Viewing a single comment thread. View all comments

ExtonGuy t1_iy9n0z9 wrote

A real expert on Reddit? That’s a rare thing. Q: if the added mass was solid iron or silicon, so that it would sink to the core, I understand that the solid core would grow. But would the outer gassy layers also grow?

1

Astromike23 t1_iye1tyo wrote

> if the added mass was solid iron or silicon, so that it would sink to the core, I understand that the solid core would grow. But would the outer gassy layers also grow?

That depends sensitively on "how much" and "what kind of stuff"...but generally electron degeneracy is electron degeneracy.

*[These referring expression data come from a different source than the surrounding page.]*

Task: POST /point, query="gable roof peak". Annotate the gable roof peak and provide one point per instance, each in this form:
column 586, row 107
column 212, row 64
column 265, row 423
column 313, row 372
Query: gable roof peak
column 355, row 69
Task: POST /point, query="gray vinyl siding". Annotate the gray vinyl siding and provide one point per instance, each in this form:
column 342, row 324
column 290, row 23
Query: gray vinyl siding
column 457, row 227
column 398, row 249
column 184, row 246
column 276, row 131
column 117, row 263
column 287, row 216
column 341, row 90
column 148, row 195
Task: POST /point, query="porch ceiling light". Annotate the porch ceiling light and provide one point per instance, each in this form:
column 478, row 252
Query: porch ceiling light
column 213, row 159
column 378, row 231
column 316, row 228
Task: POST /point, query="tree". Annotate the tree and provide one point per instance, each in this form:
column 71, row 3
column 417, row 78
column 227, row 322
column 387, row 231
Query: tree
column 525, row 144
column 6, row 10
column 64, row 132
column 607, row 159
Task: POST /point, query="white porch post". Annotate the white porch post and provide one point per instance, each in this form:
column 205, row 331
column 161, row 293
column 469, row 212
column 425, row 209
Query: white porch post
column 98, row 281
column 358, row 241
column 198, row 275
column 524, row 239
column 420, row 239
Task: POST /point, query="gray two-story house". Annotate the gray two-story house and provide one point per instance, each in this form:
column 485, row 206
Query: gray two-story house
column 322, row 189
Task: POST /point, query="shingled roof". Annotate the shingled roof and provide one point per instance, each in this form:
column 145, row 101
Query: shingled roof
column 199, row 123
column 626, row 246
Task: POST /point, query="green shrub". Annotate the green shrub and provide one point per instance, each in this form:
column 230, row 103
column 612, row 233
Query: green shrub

You can't pack too much stuff too tightly or it goes degenerate, and starts expanding outwards into momentum space while shrinking in position space.

The resulting outer gassy layers are tricky, but there's a closely analogous phenomenon in stars: as an old main sequence star fuses up all the hydrogen at its core, it leaves behind a ball of helium "ash" that collapses under its own weight, supported only by electron degeneracy pressure. The central density in our Sun is already very high, about 160x greater than water, but this helium ash ball is closer to 16,000x denser than water. If you could stand on this ball, it would have enormous surface gravity - also meaning fresh hydrogen in a shell surrounding the degenerate helium ball is compressed, and fusion proceeds much more rapidly, expanding the outer layers into a red giant.

In the case of Jupiter, it's still a long way from the pressures / temperatures needed for any fusion, so the gassy layers would just get compressed by the increased density of a more massive, more degenerate core...and that's about it.